Reputation: 83
I am working with a large dataset (several thousand documents) and I am trying to construct an Atlas Lucene search index for a particular field in these documents. To give an idea of my data, here's a simplified version of my documents:
{
name:'XYZ',
lastUpdated: date 1,
fundamentalData:{
description: stuff,
latUpdatedFA: date 2,
...a lot more data
},
performanceData:[a lot of nested objects],
otherPerformanceData:[more nested objects],
... more descriptive data
}
The issue arises when I attempt to form a straightforward search index on the fundamentalData.description field. The system constantly returns a failure message stating:
'Your index could not be built: Unexpected error: DocValuesField "$type:date/lastUpdated" appears more than once in this document (only one value is allowed per field)'
This error suggests that the 'lastUpdated' field is duplicated in a document.

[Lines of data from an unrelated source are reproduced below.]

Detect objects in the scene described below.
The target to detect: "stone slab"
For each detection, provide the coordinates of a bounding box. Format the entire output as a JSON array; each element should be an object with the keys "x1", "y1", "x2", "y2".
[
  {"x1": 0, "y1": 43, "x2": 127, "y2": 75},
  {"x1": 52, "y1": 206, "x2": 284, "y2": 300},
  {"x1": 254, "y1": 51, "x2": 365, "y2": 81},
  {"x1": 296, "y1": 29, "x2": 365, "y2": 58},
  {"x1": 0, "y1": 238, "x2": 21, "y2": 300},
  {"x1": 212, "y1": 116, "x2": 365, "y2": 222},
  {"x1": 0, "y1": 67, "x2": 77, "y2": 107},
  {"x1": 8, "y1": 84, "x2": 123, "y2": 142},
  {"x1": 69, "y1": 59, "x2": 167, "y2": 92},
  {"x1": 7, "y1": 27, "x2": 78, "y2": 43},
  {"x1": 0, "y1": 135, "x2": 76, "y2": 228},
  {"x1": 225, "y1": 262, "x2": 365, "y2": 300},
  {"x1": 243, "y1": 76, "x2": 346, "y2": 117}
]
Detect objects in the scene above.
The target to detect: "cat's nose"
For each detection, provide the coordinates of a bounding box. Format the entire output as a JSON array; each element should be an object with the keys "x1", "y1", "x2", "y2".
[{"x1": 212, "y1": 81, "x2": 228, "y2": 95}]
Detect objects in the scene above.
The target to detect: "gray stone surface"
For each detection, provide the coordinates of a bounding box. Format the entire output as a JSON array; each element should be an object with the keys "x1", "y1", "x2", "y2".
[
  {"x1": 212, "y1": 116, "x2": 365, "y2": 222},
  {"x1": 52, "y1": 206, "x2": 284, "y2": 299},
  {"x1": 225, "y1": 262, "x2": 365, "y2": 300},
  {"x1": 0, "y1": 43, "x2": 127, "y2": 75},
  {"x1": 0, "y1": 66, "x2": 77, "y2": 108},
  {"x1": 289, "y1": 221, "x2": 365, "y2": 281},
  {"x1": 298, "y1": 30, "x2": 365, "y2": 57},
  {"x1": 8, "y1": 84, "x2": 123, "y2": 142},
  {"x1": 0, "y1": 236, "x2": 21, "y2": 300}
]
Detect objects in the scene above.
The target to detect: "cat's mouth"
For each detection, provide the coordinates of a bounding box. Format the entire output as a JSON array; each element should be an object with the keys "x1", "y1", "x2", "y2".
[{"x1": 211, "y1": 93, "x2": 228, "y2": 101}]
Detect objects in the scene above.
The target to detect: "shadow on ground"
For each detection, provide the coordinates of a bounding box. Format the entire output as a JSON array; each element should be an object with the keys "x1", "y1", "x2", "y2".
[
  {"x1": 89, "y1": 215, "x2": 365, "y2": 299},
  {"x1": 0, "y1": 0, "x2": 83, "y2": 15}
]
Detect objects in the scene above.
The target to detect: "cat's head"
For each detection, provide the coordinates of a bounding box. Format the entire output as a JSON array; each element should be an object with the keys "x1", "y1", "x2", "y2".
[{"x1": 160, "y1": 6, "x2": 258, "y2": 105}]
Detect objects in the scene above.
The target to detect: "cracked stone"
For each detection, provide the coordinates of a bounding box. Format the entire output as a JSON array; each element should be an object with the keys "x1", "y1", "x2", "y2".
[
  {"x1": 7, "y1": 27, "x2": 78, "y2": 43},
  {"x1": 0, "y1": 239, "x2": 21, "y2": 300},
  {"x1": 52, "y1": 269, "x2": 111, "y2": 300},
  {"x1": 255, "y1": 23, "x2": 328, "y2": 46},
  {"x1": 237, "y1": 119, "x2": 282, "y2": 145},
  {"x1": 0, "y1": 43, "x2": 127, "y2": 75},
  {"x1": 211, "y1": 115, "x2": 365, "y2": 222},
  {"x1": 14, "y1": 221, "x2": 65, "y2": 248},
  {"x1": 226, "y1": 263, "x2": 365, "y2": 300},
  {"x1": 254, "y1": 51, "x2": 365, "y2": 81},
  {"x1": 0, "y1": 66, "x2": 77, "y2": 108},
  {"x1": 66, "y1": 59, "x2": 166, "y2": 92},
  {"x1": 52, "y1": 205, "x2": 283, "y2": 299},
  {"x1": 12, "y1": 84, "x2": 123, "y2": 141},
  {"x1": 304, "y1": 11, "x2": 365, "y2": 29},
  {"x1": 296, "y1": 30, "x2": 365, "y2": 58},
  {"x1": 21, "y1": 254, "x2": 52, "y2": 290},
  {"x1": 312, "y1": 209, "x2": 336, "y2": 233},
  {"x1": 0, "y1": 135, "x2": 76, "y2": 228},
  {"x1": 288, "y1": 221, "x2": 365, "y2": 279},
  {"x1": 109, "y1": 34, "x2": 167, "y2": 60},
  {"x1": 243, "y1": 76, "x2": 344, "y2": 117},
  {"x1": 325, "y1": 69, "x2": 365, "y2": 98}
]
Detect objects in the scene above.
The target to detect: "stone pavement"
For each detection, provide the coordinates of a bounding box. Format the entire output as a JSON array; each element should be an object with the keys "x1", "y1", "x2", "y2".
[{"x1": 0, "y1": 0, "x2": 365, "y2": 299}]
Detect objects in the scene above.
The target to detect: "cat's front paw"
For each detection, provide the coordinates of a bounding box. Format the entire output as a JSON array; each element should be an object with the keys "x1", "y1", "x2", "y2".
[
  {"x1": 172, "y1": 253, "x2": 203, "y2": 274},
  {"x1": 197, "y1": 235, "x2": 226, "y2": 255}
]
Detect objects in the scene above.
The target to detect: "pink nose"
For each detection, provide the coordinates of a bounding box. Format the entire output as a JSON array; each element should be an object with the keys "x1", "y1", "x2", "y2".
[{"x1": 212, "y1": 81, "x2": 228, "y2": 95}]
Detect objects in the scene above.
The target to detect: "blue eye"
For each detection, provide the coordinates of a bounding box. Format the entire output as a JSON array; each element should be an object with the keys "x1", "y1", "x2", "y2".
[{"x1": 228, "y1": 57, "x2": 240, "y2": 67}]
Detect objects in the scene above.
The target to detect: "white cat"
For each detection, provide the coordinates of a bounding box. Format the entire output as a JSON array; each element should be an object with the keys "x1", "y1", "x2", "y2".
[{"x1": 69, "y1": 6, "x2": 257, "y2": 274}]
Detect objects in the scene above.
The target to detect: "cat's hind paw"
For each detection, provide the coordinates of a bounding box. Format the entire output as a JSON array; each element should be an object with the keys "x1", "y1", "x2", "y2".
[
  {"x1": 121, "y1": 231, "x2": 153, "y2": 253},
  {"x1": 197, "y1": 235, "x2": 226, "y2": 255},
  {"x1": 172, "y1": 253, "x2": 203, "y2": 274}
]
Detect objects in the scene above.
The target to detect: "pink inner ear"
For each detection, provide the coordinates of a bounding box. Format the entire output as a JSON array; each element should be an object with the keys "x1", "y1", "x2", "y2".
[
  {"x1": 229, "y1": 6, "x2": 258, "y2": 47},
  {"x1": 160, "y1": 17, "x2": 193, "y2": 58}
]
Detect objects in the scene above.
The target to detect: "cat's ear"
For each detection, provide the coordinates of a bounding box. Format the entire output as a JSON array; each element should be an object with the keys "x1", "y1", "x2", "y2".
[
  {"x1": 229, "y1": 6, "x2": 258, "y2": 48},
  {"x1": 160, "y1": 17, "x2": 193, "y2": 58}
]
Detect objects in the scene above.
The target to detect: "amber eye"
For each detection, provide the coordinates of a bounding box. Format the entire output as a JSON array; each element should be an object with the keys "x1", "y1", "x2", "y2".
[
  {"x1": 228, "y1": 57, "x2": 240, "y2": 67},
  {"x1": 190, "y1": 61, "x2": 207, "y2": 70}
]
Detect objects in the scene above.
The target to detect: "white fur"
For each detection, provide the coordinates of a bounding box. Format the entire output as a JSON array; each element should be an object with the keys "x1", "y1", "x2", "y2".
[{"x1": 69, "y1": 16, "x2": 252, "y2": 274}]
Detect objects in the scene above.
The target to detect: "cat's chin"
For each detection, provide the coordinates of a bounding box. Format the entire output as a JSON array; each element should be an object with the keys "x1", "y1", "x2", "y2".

However, I've verified using Python that this isn't the case. (see code at the end)
As a side note, I have a field fundamentalData.lastUpdatedFA which is structurally similar to lastUpdated, but I've confirmed that this should not be an issue as long as the names are not identical. I even performed an updateMany, changing the name of that field to something completely different. No luck
Interestingly, when I build the search index in a conventional way with db.collection.createIndex( { fundamentalData.description: "text" } )
, everything operates as expected. I'm aware that the Atlas Search algorithm differs significantly from the legacy createIndex method, but I'm not sure how it's affecting my case here.
I would appreciate any insights or suggestions. Thanks!
Logan
def find_duplicate_lastUpdated(collection):
duplicate_lastUpdated_docs = []
for doc in collection.find():
lastUpdated_count = str(doc).count("'lastUpdated'")
if lastUpdated_count > 1:
duplicate_lastUpdated_docs.append(doc['name'])
time.sleep(0.01) # sleep for 10 milliseconds
return duplicate_lastUpdated_docs
collection = db["assetdatas"]
duplicates = find_duplicate_lastUpdated(collection)
len(duplicates)
# for name in duplicates:
# print(name)
Upvotes: 0
Views: 190